# Wa-handles from a scavenged branch



## Atso_J (May 4, 2022)

Ran across a good looking branch at a local playground and couldn't resist picking it up as it was just 100m from home  The diameter is just about perfect for wa-handles so I thought I'd give it a go as a learning project.

The branch as it was found and some brass tube for ferrules






Pieces winged to size





First one debarked and roughly shaped





It's not that long since I found the wood so it's not completely dry yet by any means. The wood feels surprisingly solid and not spongy or anything. I'll probably just do the debarking for the rest now and either leave in a warm dry place or bake them. Not really in a hurry since I don't have any suitable blades to put them on at the moment!


----------



## Homechef (May 4, 2022)

Cool idea! Watch for splitting/checking on the ends of your pieces. Water will evaporate faster there. If you let them dry naturally, a little paint on the ends that you could sand off later will help. Or you could cut the pieces longer than you need, planning to shorten them once dried.


----------



## Atso_J (May 4, 2022)

Homechef said:


> Cool idea! Watch for splitting/checking on the ends of your pieces. Water will evaporate faster there. If you let them dry naturally, a little paint on the ends that you could sand off later will help. Or you could cut the pieces longer than you need, planning to shorten them once dried.


I think there's some room for trimming in all of them. Thanks for the paint tip! I guess glue would work too? A tiny amount of glue is more easily available than paint.


----------



## Homechef (May 4, 2022)

I don't know about glue...maybe. The goal is to slow the water loss out the ends closer to the rest of the wood. I'd give glue a shot if it's what you have . That's what this project is about with the found branch, stays on theme!


----------



## Atso_J (May 4, 2022)

Homechef said:


> I don't know about glue...maybe. The goal is to slow the water loss out the ends closer to the rest of the wood. I'd give glue a shot if it's what you have . That's what this project is about with the found branch, stays on theme!

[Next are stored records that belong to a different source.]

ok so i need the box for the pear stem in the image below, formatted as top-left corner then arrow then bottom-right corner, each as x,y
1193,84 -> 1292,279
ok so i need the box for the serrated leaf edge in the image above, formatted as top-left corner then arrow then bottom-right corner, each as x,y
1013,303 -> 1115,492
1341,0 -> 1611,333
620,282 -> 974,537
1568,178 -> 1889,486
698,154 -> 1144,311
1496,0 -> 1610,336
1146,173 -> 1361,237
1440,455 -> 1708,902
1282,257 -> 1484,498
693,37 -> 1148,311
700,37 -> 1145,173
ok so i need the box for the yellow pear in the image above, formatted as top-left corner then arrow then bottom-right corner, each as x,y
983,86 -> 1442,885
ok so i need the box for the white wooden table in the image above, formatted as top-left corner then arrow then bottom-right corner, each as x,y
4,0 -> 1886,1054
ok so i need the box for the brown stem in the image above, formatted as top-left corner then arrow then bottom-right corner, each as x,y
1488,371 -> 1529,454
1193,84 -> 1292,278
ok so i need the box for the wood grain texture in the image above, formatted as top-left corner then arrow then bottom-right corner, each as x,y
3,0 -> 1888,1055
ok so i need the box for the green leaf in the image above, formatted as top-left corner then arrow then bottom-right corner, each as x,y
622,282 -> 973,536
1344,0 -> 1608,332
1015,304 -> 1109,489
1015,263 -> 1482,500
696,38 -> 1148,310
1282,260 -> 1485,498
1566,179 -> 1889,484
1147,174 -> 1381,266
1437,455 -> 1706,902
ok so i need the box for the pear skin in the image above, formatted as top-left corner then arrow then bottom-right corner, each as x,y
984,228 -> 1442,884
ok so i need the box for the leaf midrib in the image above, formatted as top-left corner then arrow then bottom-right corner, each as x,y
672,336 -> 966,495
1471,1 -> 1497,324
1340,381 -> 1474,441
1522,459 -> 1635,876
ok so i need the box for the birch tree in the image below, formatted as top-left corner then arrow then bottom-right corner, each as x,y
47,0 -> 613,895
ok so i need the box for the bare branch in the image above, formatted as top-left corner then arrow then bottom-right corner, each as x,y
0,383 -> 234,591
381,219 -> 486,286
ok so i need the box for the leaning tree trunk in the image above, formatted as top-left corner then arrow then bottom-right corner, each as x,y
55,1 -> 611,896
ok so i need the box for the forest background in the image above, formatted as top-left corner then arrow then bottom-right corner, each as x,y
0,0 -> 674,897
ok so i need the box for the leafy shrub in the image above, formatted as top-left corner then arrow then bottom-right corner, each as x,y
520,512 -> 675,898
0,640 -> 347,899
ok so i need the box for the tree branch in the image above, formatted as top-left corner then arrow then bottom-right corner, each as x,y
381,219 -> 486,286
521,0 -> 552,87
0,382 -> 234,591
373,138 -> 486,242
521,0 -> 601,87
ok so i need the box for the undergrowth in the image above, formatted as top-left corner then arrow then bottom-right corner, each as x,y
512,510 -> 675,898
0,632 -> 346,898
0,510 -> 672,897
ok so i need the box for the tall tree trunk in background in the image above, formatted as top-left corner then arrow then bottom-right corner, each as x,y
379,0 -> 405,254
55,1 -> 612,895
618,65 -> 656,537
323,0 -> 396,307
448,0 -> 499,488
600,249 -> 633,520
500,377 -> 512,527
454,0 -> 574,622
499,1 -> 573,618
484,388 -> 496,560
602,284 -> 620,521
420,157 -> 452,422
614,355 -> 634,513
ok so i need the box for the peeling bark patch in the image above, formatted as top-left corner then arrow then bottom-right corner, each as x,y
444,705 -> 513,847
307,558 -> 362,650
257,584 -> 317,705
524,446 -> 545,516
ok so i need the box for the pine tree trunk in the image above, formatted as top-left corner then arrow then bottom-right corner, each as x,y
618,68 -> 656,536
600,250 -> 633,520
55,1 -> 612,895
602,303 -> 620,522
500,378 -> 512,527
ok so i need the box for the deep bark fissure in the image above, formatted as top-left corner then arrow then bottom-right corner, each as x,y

Yeah I figured the glue would seal the peripherals just as paint would. Well, I have a handful of those so might as well try different methods for comparison!


----------



## Atso_J (May 5, 2022)

Batch numbered and weighed





1: 36g
2: 39g
3: 46g
4: 55g
5: 56g
6: 52g

I'm gonna bake them all tomorrow and see how they behave.


----------



## Atso_J (May 6, 2022)

Lesson learned: They all split at ~100°C starting from the ends. However, they feel dry now and give a nice sound of hard wood.

The new weights after the bake

1: 33g
2: 36g
3: 41g
4: 50g
5: 50g
6: 47g

They were quite moist to begin with and mayhaps could have been dried in two stages for example 60-75°C for a bit longer first and then another round at 90-100°C later. Sealing the ends also sounds like an even better idea now. This is turning into more of a science project now so apologies for that!

Now off to find a new piece to work with. I promise this thread ends with a finished handle!


----------



## icanhaschzbrgr (May 6, 2022)

I haven't tried it myself, but one common way of preparing wood is boiling it in salted water for a couple of hours.
But for a small pieces I think it's much easier to use microwave with low power settings.


----------



## Atso_J (May 6, 2022)

icanhaschzbrgr said:


> I haven't tried it myself, but one common way of preparing wood is boiling it in salted water for a couple of hours.
> But for a small pieces I think it's much easier to use microwave with low power settings.


Thanks for the tips! I got some new pieces to go with now. A couple are too small for actual use so they'll serve as experiments  Probably gonna stick a couple in the oven with lower heat with and without the ends sealed.


----------